DivulgaçãoDivulgaçãoA OCDE criou um grupo para monitorar o combate à corrupção no Brasil
A falta de garantias levou a OCDE, a Organização para a Cooperação e o Desenvolvimento Econômico, a anunciar a criação, em meados de março, de uma unidade permanente para monitorar a situação no Brasil. Foi a primeira vez que a entidade tomou esse tipo de medida. Desde então, especialistas de três países passaram a coletar informações e a consultar autoridades brasileiras. A depender do que eles encontrarem, existe a possibilidade de que a entrada do Brasil na organização, que reúne os países mais ricos do mundo e dissemina boas práticas de gestão, fique comprometida. A participação na OCDE, não custa lembrar, era até recentemente um dos principais objetivos traçados pelo governo de Jair Bolsonaro.

O aumento da insegurança faz com que os estrangeiros fiquem ainda mais receosos em apostar no Brasil. Segundo dados do Banco Central divulgados nesta quinta, 25, a situação já é periclitante. Os investimentos estrangeiros no país caíram de 69 bilhões de dólares em 2019 para 34 bilhões de dólares no ano passado, o que pode ser atribuído principalmente à pandemia. Em 2021, o número deverá ser influenciado ainda pelo enfraquecimento no combate à corrupção. “Este ano, há muito mais dinheiro saindo do que entrando no Brasil. Quando o empresário descobre que precisa pagar uma quantidade extra de dinheiro para exercer alguma atividade, fica mais difícil ele tomar uma decisão. Isso traz um clima ainda mais desfavorável e desalentador para o investimento”, diz o economista Simão Davi Silber, da Fundação Instituto de Pesquisas Econômicas, a Fipe, e professor da USP. “Para as companhias americanas, esse é um assunto extremamente sério. Elas sabem que podem ter de pagar multas bilionárias e até fechar se forem flagradas com corrupção.

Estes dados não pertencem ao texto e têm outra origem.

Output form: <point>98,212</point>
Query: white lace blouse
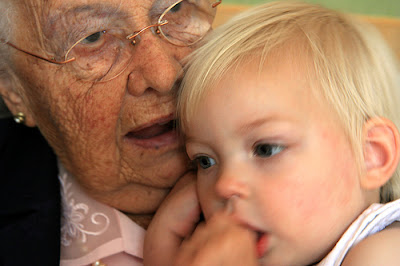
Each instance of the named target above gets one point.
<point>93,233</point>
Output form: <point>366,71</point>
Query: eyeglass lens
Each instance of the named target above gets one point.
<point>104,55</point>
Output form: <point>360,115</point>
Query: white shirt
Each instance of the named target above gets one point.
<point>93,233</point>
<point>371,221</point>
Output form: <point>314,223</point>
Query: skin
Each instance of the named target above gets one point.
<point>93,127</point>
<point>288,207</point>
<point>305,194</point>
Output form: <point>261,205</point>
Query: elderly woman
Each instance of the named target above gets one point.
<point>97,78</point>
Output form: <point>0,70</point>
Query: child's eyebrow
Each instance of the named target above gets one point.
<point>248,127</point>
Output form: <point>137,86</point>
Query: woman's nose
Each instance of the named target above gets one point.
<point>155,65</point>
<point>232,182</point>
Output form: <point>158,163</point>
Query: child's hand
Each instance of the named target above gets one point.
<point>176,219</point>
<point>221,241</point>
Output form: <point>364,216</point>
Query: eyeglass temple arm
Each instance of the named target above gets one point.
<point>215,4</point>
<point>136,33</point>
<point>40,57</point>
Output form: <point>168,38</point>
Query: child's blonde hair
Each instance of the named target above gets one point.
<point>353,67</point>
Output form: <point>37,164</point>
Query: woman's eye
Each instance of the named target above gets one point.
<point>93,37</point>
<point>267,150</point>
<point>176,8</point>
<point>205,162</point>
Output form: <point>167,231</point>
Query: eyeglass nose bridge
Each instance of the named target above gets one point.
<point>135,34</point>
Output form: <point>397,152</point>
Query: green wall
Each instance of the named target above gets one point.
<point>389,8</point>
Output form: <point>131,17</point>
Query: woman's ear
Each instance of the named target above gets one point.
<point>381,152</point>
<point>14,102</point>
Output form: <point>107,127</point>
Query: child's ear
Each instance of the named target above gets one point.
<point>381,152</point>
<point>15,103</point>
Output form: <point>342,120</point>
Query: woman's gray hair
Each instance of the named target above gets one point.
<point>5,35</point>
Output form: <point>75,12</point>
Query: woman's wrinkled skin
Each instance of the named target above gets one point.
<point>114,137</point>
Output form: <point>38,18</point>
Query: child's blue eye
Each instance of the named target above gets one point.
<point>205,161</point>
<point>267,150</point>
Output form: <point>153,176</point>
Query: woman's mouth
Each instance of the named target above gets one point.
<point>154,136</point>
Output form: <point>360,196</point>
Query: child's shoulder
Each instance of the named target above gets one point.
<point>381,248</point>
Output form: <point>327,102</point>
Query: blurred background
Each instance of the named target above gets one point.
<point>386,8</point>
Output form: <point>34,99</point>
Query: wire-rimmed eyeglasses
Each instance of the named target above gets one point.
<point>102,56</point>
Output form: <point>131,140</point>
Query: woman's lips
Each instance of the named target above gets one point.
<point>154,136</point>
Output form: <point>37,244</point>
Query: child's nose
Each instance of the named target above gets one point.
<point>232,183</point>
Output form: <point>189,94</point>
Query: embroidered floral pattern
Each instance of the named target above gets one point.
<point>74,214</point>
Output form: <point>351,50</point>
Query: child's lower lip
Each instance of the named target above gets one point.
<point>262,244</point>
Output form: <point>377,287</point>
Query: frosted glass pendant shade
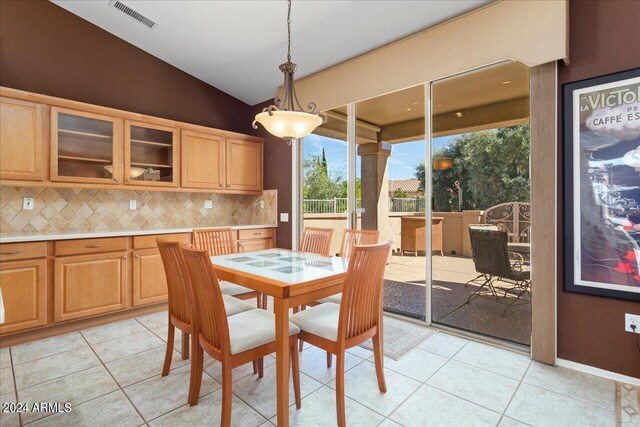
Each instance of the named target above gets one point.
<point>289,124</point>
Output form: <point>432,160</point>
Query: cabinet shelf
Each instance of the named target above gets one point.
<point>150,165</point>
<point>106,138</point>
<point>152,143</point>
<point>85,159</point>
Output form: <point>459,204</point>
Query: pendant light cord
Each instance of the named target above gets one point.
<point>289,31</point>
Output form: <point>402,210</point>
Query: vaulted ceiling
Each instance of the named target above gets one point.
<point>237,46</point>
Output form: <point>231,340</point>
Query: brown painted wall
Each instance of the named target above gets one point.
<point>277,174</point>
<point>45,49</point>
<point>604,39</point>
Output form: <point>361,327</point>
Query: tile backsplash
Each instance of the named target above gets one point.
<point>84,210</point>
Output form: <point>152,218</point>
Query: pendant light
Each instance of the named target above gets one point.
<point>281,118</point>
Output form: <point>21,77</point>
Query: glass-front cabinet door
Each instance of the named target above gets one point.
<point>151,155</point>
<point>85,147</point>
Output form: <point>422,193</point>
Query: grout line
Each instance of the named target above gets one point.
<point>114,380</point>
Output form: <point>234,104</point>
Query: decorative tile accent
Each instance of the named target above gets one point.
<point>84,210</point>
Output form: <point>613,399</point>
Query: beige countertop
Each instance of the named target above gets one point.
<point>68,235</point>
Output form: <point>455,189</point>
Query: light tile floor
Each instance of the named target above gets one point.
<point>111,376</point>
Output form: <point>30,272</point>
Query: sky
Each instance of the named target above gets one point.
<point>404,157</point>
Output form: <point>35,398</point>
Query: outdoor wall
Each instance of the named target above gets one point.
<point>603,39</point>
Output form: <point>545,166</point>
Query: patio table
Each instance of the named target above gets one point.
<point>292,279</point>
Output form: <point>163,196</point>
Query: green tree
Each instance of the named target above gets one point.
<point>491,166</point>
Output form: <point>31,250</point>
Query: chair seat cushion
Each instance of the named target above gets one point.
<point>321,320</point>
<point>234,306</point>
<point>228,288</point>
<point>251,329</point>
<point>336,299</point>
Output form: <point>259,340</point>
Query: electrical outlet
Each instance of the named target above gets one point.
<point>632,319</point>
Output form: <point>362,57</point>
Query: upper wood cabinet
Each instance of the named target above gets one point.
<point>203,163</point>
<point>21,140</point>
<point>244,165</point>
<point>85,147</point>
<point>151,155</point>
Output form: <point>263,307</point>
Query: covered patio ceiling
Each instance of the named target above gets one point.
<point>492,97</point>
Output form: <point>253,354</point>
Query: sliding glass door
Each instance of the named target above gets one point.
<point>479,193</point>
<point>427,185</point>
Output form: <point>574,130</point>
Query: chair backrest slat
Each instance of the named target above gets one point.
<point>316,240</point>
<point>179,290</point>
<point>352,237</point>
<point>210,311</point>
<point>218,241</point>
<point>361,306</point>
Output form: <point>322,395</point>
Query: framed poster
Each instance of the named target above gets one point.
<point>602,185</point>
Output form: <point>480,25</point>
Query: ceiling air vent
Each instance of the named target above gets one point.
<point>147,22</point>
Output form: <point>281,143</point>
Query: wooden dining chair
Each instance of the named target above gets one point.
<point>335,328</point>
<point>350,238</point>
<point>220,241</point>
<point>233,340</point>
<point>316,240</point>
<point>181,301</point>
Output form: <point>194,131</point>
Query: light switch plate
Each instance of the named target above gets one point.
<point>632,319</point>
<point>27,204</point>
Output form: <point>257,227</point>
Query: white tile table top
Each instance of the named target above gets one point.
<point>283,266</point>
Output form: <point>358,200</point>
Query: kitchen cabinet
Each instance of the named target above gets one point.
<point>87,285</point>
<point>24,294</point>
<point>149,281</point>
<point>244,165</point>
<point>151,155</point>
<point>203,164</point>
<point>85,147</point>
<point>22,139</point>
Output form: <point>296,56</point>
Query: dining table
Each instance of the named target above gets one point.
<point>293,279</point>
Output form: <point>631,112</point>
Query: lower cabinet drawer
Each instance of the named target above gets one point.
<point>90,246</point>
<point>24,294</point>
<point>16,251</point>
<point>149,280</point>
<point>86,285</point>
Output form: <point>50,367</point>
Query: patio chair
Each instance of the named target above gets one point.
<point>491,259</point>
<point>220,241</point>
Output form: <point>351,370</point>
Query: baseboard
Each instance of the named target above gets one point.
<point>598,372</point>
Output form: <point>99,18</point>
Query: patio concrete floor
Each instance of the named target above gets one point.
<point>449,295</point>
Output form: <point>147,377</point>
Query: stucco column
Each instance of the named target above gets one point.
<point>375,187</point>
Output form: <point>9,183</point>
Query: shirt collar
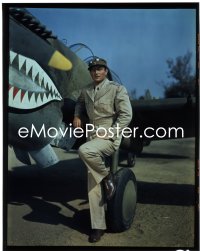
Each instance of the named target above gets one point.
<point>100,85</point>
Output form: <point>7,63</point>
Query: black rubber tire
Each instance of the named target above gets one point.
<point>131,160</point>
<point>121,208</point>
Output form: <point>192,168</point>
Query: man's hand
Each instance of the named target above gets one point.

A capacidade que a corrupção tem de espantar o investimento estrangeiro é conhecida há décadas. “O Brasil poderia receber muito mais investimentos se melhorasse a eficiência do seu Judiciário, o que é algo relativamente fácil de se fazer”, diz o economista James Roberts, da Heritage Foundation, em Washington. No ranking anual de liberdade econômica feito pela instituição, o Brasil está em 85º lugar entre 178 países com Judiciário mais eficiente. Não é uma posição honrosa. A lista é definida por critérios como o risco de impunidade e a capacidade de os tribunais locais levarem processos até o fim. “É uma posição abaixo da média mundial. Se o Brasil melhorasse de patamar, os resultados já poderiam ser sentidos no ranking de 2023”, afirma Roberts. O quadro voltou ao patamar desolador de algumas décadas atrás.